Dari keterangan di atas, dapat diqiyaskan bahwa perilaku menyambung atau memanfaatkan jaringan internet milik orang lain secara diam-diam atau tanpa izin ini sama halnya seperti mengambil hidangan milik orang lain tanpa sepengetahuan si pemilik sebagaimana keterangan di atas. Sehingga, dalam tinjauan sudut pandang fikih, hukum perilaku menyambung atau memanfaatkan jaringan internet milik orang lain secara diam-diam atau tanpa izin tersebut, berdasarkan keterangan di atas, dapat diperinci sebagai berikut:
Apabila seseorang memiliki keyakinan bahwa jaringan tersebut tersebut hanya digunakan secara pribadi (tidak untuk umum) dan pemilik tidak rela jika dimanfaatkan olehnya, maka menggunakan jaringan internet tersebut hukumnya haram. Akan tetapi, bila seseorang memiliki keyakinan atau sangkaan kuat bahwa pemiliknya rela jika jaringan internetnya dimanfaatkan olehnya, maka hukum memanfaatkan jaringat internet tersebut diperbolehkan, meski tanpa sepengetahuan pemiliknya.
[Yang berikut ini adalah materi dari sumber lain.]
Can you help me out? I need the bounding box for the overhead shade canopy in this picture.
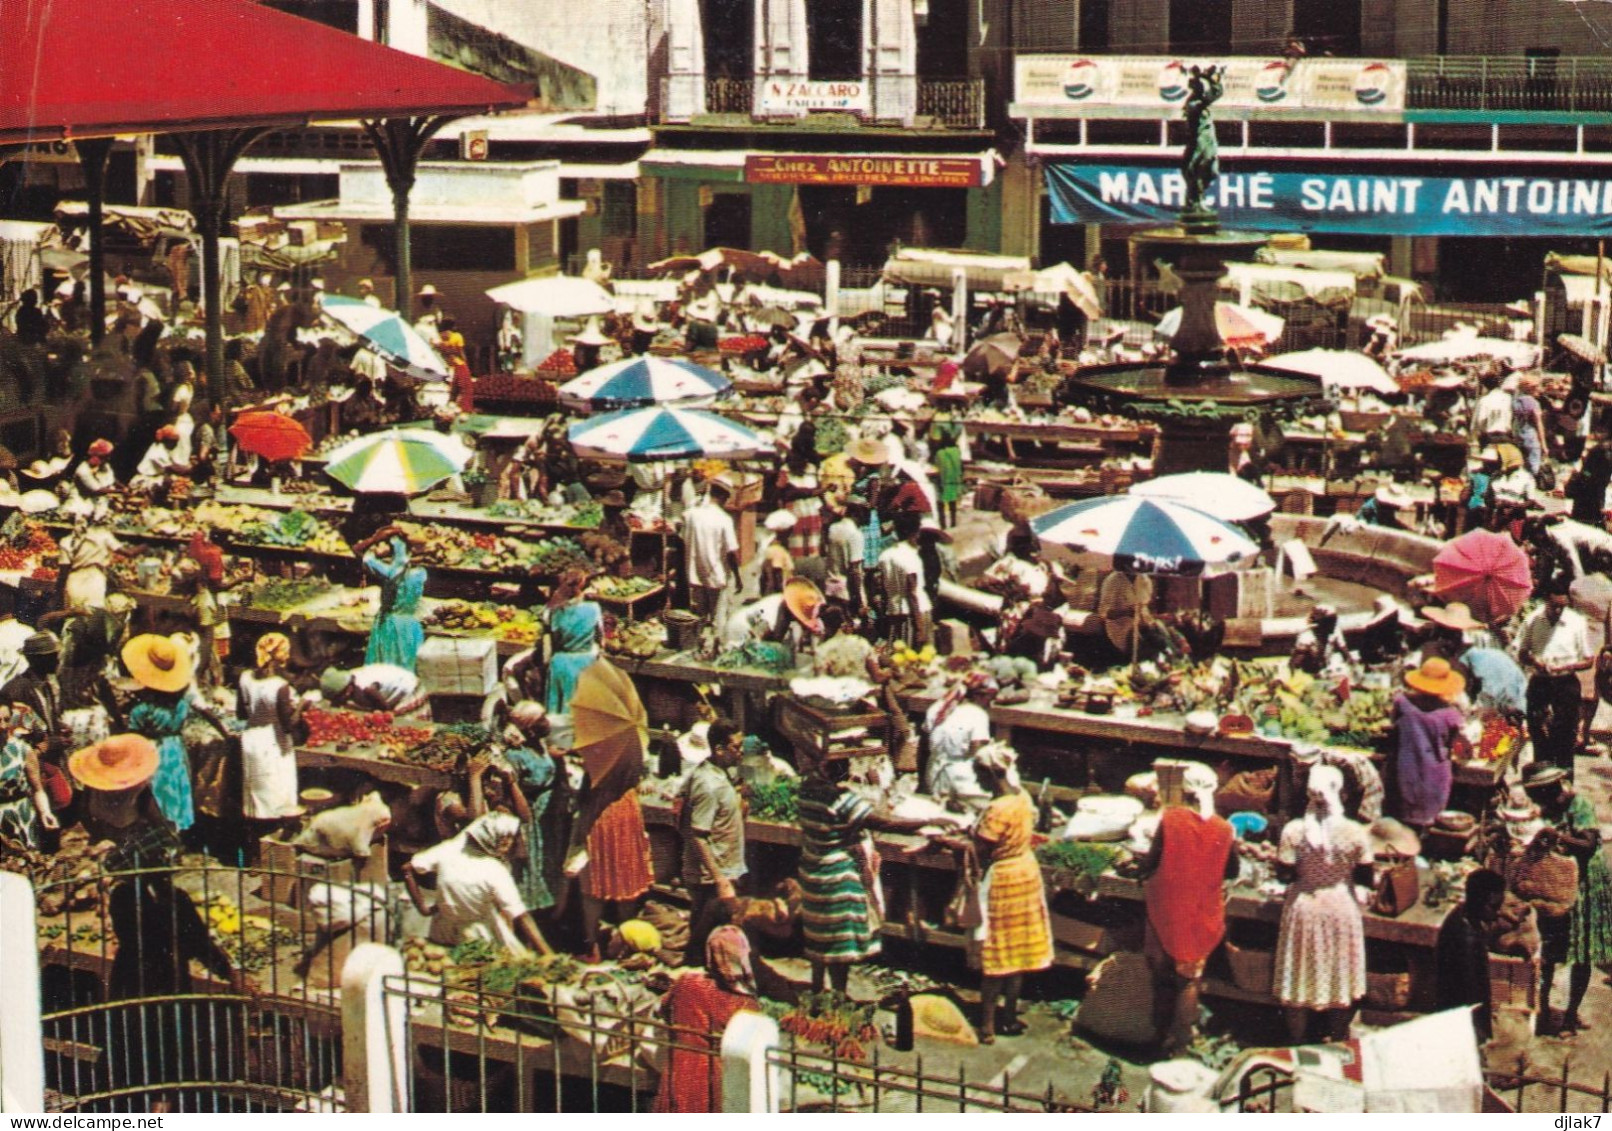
[0,0,533,145]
Dengan demikian, dapat disimpulkan bahwa hukum menyambung atau memanfaatkan jaringan internet hotspot atau WiFi tanpa sepengetahuan pemiliknya itu tergantung pada adanya keyakinan atau sangkaan yang kuat apakah pemiliknya rela ataukah tidak. Wallahu a’lam bishshowaab.
__________________
Referensi:
Al-Haitami, Ibnu Hajar. Al-Fatawa al-Fiqhiyah al-Kubra.